Public defence: Stina Margrethe Stålberg

Stina Margrethe Stålberg will defend her PhD degree in ecology. The topic for the thesis is diagnosis, prognosis, and treatment of patients with pancreatic and periampullary cancer.


17 Dec

Practical information

  • Date: 17 December 2024
  • Time: 10.00 - 15.30
  • Location: Bø, Auditorium 4-311A
  • Download calendar file
  • Link to digital participation. 

    Programme

    10.00 Trial lecture: Advantages and disadvantages of using ctDNA as a biomarker in patients with gastrointestinal cancer

    11.45 Public defence: "Pancreatic and periampullary carcinoma – Proteomics and metabolite profiles".

    Assessment committee

    • First opponent: Professor Julia S. Johansen, University of Copenhagen, Copenhagen University Hospital Herlev and Gentofte.

    • Second opponent: Dr. Marius Lund-Iversen, MD, PhD, Department of pathology, OUS, Radiumhospitalet.

    • Administrator: Associate professor Mona Støren Sæbø, University of South-Eastern Norway.

    Supervisors

    Main supervisor: Professor emerita Elin H. Kure, University of South-Eastern Norway.

    Co-supervisors: 

    • Professor Caroline S. Verbeke, Oslo University and Oslo University Hospital, Rikshospitalet. 

    • Professor Knut Jørgen Labori, Oslo University and Oslo University Hospital, Rikshospitalet.

    • Professor Bjørn S. Skålhegg, Oslo University.

    • Professor Ole Christian Lingjærde, Oslo University, Oslo University Hospital. 

    • Dr. Laxmi Silwal-Pandit, PhD, Oslo University Hospital, Radiumhospitalet. 

Any questions?

Stina Margrethe Stålberg is defending her thesis for the degree philosophiae doctor (PhD) in ecology at the University of South-Eastern Norway.

The doctoral work has been carried out at the faculty of technology, natural sciences and maritime sciences.

portrett av doktorgradsstipendiat Stina Margrethe Stålberg

You are invited to follow the trial lecture and the public defence. You can also participate digitally, via Zoom

Summary

In this thesis, we identified metabolite- and protein profiles in blood and tumor tissue differentiating patients with benign and malignant disease in the pancreas and periampullary region. A subset of proteins, a single metabolite, and KRAS mutation subtypes were associated with patient survival. We also found multiple proteins with significantly higher levels in tumor tissue compared to non-cancerous tissue. Cross-referencing these with a list of FDA-approved drugs and potential targets, identified potential drug targets in pancreatic and periampullary cancer. 
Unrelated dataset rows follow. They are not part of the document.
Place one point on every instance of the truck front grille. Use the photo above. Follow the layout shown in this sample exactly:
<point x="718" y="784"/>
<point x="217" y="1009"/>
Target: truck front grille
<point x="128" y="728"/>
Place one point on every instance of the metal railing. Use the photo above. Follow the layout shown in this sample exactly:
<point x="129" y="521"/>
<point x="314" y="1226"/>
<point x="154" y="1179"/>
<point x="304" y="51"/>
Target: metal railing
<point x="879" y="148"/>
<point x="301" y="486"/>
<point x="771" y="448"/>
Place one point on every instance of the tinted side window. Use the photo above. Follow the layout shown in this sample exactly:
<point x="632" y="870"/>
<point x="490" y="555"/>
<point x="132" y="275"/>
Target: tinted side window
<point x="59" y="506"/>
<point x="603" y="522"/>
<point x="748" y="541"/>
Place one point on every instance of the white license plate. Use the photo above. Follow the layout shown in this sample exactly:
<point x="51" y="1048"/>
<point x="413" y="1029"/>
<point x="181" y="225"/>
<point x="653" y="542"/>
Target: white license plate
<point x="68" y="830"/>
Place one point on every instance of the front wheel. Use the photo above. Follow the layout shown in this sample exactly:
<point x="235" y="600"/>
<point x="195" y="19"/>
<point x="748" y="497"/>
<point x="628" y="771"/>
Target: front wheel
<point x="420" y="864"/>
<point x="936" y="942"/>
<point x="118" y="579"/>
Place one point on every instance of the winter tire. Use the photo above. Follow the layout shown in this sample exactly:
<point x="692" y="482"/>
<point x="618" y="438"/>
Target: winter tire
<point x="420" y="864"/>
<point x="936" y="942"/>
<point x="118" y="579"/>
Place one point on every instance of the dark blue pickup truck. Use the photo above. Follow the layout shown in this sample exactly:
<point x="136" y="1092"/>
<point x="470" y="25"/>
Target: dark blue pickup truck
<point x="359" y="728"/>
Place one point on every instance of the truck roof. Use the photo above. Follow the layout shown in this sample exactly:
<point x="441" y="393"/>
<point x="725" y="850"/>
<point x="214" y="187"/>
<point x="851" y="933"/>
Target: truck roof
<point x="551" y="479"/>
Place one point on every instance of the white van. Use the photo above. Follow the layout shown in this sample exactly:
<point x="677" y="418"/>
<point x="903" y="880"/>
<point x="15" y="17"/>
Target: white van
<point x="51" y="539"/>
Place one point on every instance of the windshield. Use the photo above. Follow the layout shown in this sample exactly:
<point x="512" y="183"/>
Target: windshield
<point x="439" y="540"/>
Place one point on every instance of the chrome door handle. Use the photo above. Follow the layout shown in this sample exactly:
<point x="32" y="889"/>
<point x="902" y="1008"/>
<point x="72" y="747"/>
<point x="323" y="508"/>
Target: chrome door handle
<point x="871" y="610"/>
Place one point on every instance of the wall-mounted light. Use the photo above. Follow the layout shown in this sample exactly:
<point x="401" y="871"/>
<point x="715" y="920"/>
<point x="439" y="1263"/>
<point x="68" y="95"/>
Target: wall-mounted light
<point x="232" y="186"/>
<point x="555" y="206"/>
Patients with pancreatic and periampullary cancers have poor overall survival. As of today, surgery is the sole possible curative treatment. A majority of the patients are diagnosed with locally advanced or metastatic disease. This leads to only a subset of patients being eligible for surgery with curative intent. Some patients suffer from early recurrence of the cancer, and some undergo surgery for suspected malignant disease only to be diagnosed with a benign entity. It is crucial to improve the clinical work-up in order to identify the patients that will benefit from surgery, chemotherapy, and other cancer-targeted treatments. 

We used liquid chromatography tandem mass spectrometry (LC-MS/MS) in all three studies included in the thesis. Blood, tissue from surgery specimens, and clinical data were collected from patients with suspected periampullary cancers. Several statistical tests and modelling techniques were performed to determine associations between variables and identify subgroups of patients with characteristic traits. 

This thesis has contributed to improve the current knowledge of the molecular biology of pancreatic and periampullary cancers.